Im April besuchten vier Mitabeiterinnen von Medica Afghanistan das Büro von medica mondiale in Köln. Sie berichteten den Kolleginnen der Kommunikationsabteilung aus erster Hand von ihrer Arbeit in Afghanistan. Sie zeigten die Chancen und Hürden auf, als eigenständige Organisation zu arbeiten, erklärten, was eine Aktivistin für Frauenrechte auszeichnet und was die Arbeit im traditionsverhafteten Bezirk Mazar-i-Sharif zur Herausforderung macht.

Wir sprachen mit Humaira Rasuli, Direktorin von Medica Afghanistan, der stellvertretenden Direktorin Saifora Ibrahim Paktiss, Helai Sohak, Leiterin des Büros in Mazar-i-Sharif und Vida Faizi, Leiterin der Abteilung Psychosoziale Beratung und Gesundheit.

Seit 2011 arbeitet Medica Afghanistan als eigenständige Organisation. Wie hat dieser Schritt Ihre Arbeit verändert?

Humaira Rasuli: “Insgesamt sind wir sehr stolz darauf, eine unabhängige Organisation zu sein.

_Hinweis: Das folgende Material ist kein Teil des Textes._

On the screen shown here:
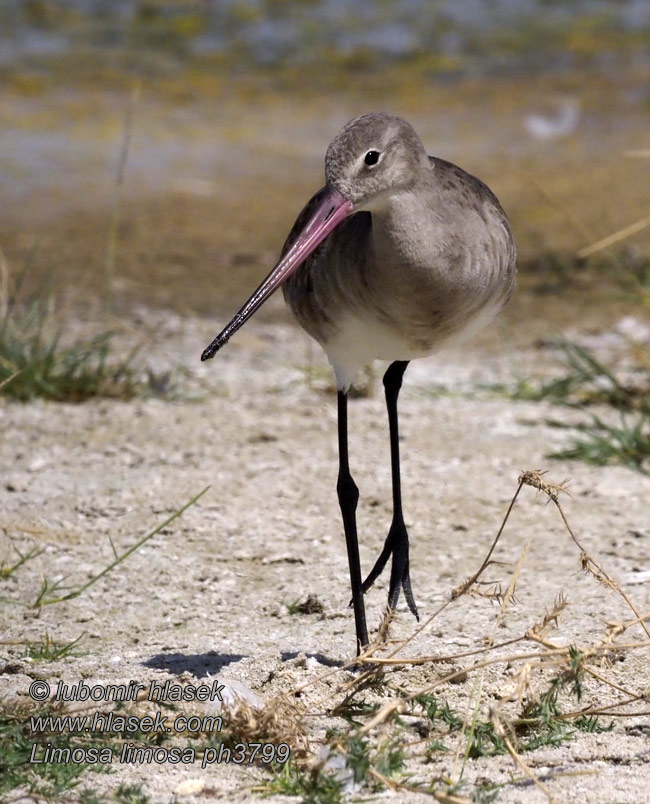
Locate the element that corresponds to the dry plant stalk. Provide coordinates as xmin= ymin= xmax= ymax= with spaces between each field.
xmin=223 ymin=696 xmax=310 ymax=761
xmin=519 ymin=470 xmax=650 ymax=638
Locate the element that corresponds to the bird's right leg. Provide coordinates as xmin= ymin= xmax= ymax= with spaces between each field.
xmin=336 ymin=391 xmax=368 ymax=655
xmin=361 ymin=360 xmax=420 ymax=619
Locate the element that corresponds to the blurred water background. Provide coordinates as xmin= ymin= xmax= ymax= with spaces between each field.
xmin=0 ymin=0 xmax=650 ymax=309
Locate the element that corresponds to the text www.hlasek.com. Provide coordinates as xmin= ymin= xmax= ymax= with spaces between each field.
xmin=29 ymin=712 xmax=290 ymax=768
xmin=29 ymin=681 xmax=291 ymax=768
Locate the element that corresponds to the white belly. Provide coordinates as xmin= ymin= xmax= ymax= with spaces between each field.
xmin=321 ymin=298 xmax=503 ymax=390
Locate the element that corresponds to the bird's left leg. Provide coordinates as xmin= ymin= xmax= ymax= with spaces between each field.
xmin=361 ymin=360 xmax=419 ymax=619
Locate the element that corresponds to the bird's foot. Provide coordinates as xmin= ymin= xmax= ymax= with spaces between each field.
xmin=361 ymin=518 xmax=420 ymax=620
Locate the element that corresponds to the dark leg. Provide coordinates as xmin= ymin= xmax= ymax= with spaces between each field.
xmin=361 ymin=360 xmax=419 ymax=619
xmin=336 ymin=391 xmax=368 ymax=655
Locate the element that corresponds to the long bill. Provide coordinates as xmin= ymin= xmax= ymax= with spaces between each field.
xmin=201 ymin=187 xmax=354 ymax=360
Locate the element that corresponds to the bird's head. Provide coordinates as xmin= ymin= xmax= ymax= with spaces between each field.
xmin=201 ymin=113 xmax=429 ymax=360
xmin=325 ymin=112 xmax=430 ymax=211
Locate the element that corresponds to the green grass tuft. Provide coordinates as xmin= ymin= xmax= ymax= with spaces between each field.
xmin=0 ymin=301 xmax=143 ymax=402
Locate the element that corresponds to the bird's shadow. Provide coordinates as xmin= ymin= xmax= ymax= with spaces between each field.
xmin=142 ymin=651 xmax=345 ymax=678
xmin=142 ymin=651 xmax=246 ymax=678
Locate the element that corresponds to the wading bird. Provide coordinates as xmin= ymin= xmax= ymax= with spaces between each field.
xmin=201 ymin=113 xmax=515 ymax=650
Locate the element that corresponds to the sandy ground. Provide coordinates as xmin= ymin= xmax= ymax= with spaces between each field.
xmin=0 ymin=300 xmax=650 ymax=804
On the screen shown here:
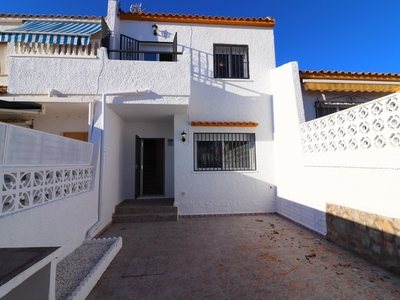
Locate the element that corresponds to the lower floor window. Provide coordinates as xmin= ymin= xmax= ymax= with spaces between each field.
xmin=193 ymin=133 xmax=256 ymax=171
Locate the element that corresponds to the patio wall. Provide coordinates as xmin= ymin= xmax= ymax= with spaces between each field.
xmin=271 ymin=63 xmax=400 ymax=272
xmin=0 ymin=123 xmax=98 ymax=259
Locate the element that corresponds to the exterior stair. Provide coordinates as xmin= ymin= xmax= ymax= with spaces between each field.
xmin=113 ymin=198 xmax=178 ymax=223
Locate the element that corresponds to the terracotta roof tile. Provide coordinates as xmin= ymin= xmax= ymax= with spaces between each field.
xmin=299 ymin=70 xmax=400 ymax=82
xmin=119 ymin=12 xmax=275 ymax=27
xmin=0 ymin=13 xmax=102 ymax=21
xmin=191 ymin=121 xmax=258 ymax=127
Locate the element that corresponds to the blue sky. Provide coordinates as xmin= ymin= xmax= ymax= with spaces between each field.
xmin=0 ymin=0 xmax=400 ymax=73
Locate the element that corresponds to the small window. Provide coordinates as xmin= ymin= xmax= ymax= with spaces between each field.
xmin=193 ymin=133 xmax=256 ymax=171
xmin=214 ymin=45 xmax=249 ymax=78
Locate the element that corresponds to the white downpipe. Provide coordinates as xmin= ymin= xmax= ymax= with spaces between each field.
xmin=86 ymin=88 xmax=150 ymax=239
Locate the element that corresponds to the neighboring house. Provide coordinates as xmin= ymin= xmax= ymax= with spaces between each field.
xmin=299 ymin=71 xmax=400 ymax=121
xmin=2 ymin=1 xmax=275 ymax=222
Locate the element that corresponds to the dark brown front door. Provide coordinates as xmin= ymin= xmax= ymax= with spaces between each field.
xmin=135 ymin=136 xmax=165 ymax=197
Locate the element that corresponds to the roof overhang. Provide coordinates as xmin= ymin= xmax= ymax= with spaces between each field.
xmin=303 ymin=79 xmax=400 ymax=93
xmin=190 ymin=121 xmax=258 ymax=127
xmin=0 ymin=20 xmax=102 ymax=45
xmin=0 ymin=100 xmax=43 ymax=114
xmin=119 ymin=12 xmax=275 ymax=27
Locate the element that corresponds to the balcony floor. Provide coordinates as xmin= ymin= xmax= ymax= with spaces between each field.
xmin=88 ymin=215 xmax=400 ymax=299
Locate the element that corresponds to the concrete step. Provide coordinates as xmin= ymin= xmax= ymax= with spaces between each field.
xmin=113 ymin=211 xmax=178 ymax=223
xmin=115 ymin=205 xmax=178 ymax=215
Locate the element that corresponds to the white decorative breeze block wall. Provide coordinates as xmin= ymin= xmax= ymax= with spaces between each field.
xmin=301 ymin=94 xmax=400 ymax=169
xmin=0 ymin=123 xmax=93 ymax=216
xmin=0 ymin=123 xmax=93 ymax=167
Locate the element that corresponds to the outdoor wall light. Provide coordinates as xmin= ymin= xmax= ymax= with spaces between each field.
xmin=181 ymin=131 xmax=186 ymax=142
xmin=151 ymin=24 xmax=158 ymax=35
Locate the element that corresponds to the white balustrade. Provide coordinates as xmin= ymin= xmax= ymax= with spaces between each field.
xmin=10 ymin=40 xmax=100 ymax=57
xmin=0 ymin=123 xmax=93 ymax=217
xmin=0 ymin=123 xmax=93 ymax=166
xmin=0 ymin=167 xmax=92 ymax=216
xmin=300 ymin=94 xmax=400 ymax=168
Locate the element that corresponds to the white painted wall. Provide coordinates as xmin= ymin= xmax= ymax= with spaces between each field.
xmin=174 ymin=113 xmax=275 ymax=215
xmin=271 ymin=63 xmax=400 ymax=234
xmin=0 ymin=189 xmax=97 ymax=259
xmin=8 ymin=48 xmax=190 ymax=104
xmin=32 ymin=103 xmax=89 ymax=135
xmin=118 ymin=21 xmax=275 ymax=215
xmin=302 ymin=89 xmax=387 ymax=121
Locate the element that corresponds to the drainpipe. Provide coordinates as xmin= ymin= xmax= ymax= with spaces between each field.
xmin=86 ymin=88 xmax=150 ymax=239
xmin=303 ymin=79 xmax=400 ymax=85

Wir sind als nationale NGO anerkannt. Das hat eine andere rechtliche Bedeutung für das Land. Gleichzeitig ist es nicht einfach, denn der interdisziplinäre und ganzheitliche Arbeitsansatz von medica mondiale und Medica Afghanistan als auch der traumasensible Ansatz sind dem afghanischen Gesundheitsministerium, dem Justizministerium oder dem Innenministerium nicht sehr geläufig. Das Konzept unserer Arbeit ist wenig bekannt, was eine große Herausforderung ist.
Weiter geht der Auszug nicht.